Rien ne laisse penser que les milliers de manifestants ont manifesté leur soulagement et sont rentrés chez eux. Voici la contre-proposition , formulée très succinctement par l’avocat et militant des droits humains Volodymyr Yavorskyy.

« Je peux proposer au Président un simple projet de loi annulant le projet de loi 12414. Il n’en faut pas plus. Il ne servira à rien d’élaborer des amendements. Aucun recours devant la Cour constitutionnelle ne servira à rien. Tout cela revient à noyer dans les mots le problème de l’Ukraine qui s’est détournée de la démocratie. »

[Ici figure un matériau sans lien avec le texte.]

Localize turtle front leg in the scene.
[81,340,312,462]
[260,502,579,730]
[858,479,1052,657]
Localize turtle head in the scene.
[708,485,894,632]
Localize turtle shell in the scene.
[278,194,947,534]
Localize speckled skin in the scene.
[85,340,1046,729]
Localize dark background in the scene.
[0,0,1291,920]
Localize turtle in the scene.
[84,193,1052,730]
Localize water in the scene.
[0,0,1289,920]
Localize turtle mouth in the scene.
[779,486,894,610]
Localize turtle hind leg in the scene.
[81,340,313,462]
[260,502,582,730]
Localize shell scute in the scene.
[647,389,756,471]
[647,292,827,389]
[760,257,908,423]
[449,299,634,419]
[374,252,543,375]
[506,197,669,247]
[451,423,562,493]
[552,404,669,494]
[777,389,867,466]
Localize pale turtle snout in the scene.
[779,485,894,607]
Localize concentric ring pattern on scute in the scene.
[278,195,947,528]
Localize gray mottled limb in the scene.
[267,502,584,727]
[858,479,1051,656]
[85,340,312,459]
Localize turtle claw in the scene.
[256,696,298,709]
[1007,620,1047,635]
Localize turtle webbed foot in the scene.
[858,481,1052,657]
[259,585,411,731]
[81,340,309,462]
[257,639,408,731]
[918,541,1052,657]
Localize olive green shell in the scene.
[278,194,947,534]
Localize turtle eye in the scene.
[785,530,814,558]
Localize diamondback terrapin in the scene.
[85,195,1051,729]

Pour résumer, la loi a été votée :

    A supprimé l’autonomie procédurale des procureurs ; a annulé le statut indépendant du CAP et du NABU, qui devront désormais s’accorder sur tout avec le procureur général et les autres procureurs. Or, le procureur général est une personnalité politiquement dépendante du président. Il sera également possible de modifier la compétence d’une affaire et de la confier à un autre organe d’enquête ou autre pour enquête (inhumation).

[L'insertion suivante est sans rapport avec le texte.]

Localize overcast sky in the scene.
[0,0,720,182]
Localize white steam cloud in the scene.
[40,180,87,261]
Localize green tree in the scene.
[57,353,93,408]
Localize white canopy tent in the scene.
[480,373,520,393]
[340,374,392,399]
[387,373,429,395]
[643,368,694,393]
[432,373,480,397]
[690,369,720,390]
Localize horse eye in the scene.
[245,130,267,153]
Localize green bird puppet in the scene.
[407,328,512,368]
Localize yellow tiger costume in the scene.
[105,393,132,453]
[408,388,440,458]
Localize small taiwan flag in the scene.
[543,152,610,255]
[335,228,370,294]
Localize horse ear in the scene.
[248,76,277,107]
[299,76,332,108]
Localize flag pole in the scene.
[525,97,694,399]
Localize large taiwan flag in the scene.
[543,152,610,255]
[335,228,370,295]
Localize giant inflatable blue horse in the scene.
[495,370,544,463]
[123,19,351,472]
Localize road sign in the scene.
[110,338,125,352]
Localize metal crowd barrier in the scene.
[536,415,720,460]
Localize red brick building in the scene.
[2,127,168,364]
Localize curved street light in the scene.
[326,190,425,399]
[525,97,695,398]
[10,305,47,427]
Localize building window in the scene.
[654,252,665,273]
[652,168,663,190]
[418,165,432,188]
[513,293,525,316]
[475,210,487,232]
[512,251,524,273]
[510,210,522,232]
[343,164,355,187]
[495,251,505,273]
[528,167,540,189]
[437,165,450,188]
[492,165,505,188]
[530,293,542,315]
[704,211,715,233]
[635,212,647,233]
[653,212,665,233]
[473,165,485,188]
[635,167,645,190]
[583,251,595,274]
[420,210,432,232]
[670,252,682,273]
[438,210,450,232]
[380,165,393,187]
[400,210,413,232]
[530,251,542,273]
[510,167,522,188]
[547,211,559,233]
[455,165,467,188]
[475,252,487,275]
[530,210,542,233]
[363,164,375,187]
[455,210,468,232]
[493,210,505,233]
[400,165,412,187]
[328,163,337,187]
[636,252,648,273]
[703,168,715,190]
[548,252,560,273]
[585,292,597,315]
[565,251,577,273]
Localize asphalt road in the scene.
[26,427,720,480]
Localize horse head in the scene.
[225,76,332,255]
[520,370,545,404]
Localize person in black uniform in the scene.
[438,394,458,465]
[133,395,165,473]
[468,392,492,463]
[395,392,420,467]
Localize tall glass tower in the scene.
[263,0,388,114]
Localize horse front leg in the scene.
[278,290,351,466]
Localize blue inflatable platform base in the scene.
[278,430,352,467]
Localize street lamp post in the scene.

    Les motifs de perquisition ont été élargis « en raison du risque de perte de preuves », ces dernières pouvant être utilisées pour couvrir tous les cas.

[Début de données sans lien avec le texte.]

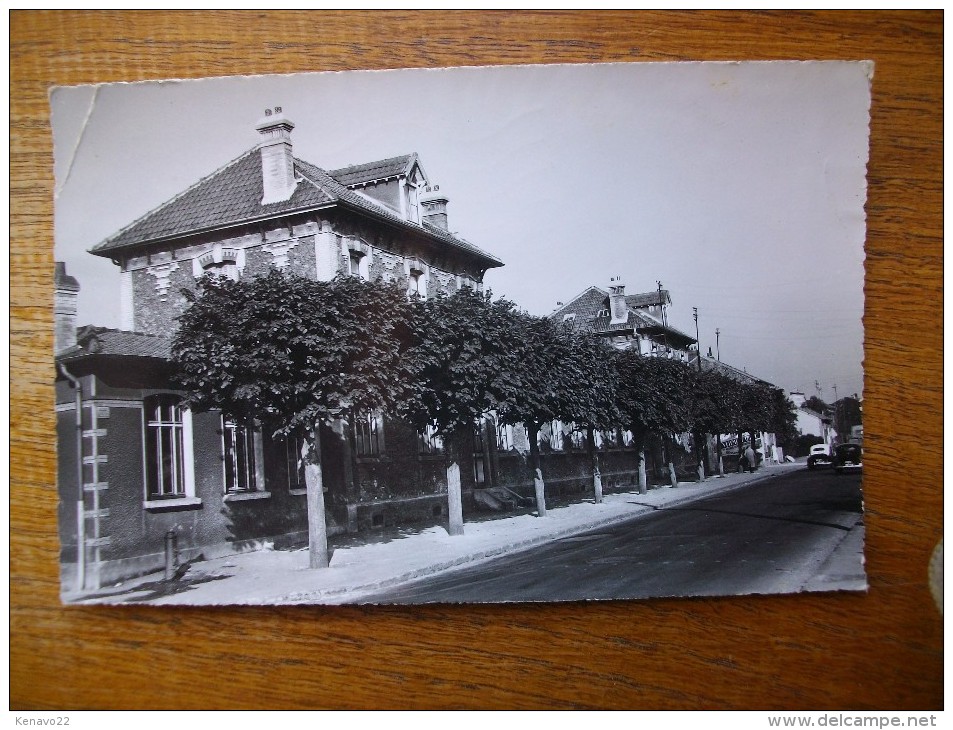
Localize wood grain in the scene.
[10,11,943,709]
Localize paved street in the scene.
[362,469,863,603]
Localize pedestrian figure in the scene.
[745,444,758,472]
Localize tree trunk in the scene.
[738,431,745,474]
[444,431,463,535]
[586,428,602,504]
[632,426,655,494]
[694,432,707,482]
[718,434,725,477]
[524,423,546,517]
[662,433,678,488]
[303,425,330,568]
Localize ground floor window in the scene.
[222,418,264,494]
[143,393,191,500]
[417,424,443,454]
[285,436,308,492]
[473,422,487,487]
[354,413,383,456]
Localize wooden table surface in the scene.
[10,11,943,709]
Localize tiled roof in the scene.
[56,326,172,360]
[328,153,417,186]
[90,148,503,268]
[53,261,79,291]
[691,354,771,385]
[625,289,672,307]
[295,159,503,268]
[549,286,695,342]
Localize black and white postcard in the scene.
[51,61,874,605]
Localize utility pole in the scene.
[692,307,702,372]
[655,279,668,352]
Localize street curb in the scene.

    Une procédure simplifiée a été introduite pour révoquer les procureurs refusant une mutation. Elle deviendra un outil pour ceux qui, trop zélés pour obtenir justice, n’écoutent pas les instructions.

    Le cercle des personnes pouvant faire l’objet de procédures spéciales a été élargi. Un fonctionnaire de catégorie A (tous les hauts fonctionnaires) et d’autres groupes ont été ajoutés. Toutes les enquêtes dans ces affaires – notification de soupçon et enquête – se feront uniquement avec le consentement écrit du procureur général, ou seront menées par lui. Cela signifie qu’un système a été créé où « nos concitoyens » ne seront jamais mis en examen, et où les autres pourront faire ce qu’ils veulent.

C’est un pas en avant vers des attaques contre l’opposition politique et les concurrents [business competitors]. C’est un parfait exemple de « chers amis », mais avec d’autres désormais.

Halya Coynash

PRIAMA DIIA

Nous sommes à nouveau descendus dans la rue pour manifester, et nous continuerons à le faire jusqu’à ce que la loi soit abrogée !

Tout le peuple s’est uni face à la menace de centralisation du pouvoir en Ukraine. Nous nous joignons également au mouvement : nous manifestons activement, nous descendons dans la rue avec des mégaphones et nous aidons à coordonner le mouvement.

À Lviv, nous avons créé un groupe de coordination distinct de Priama Diia, auquel vous pouvez vous joindre. Nous organisons des réunions en direct pour planifier les actions afin que la protestation soit encore plus efficace.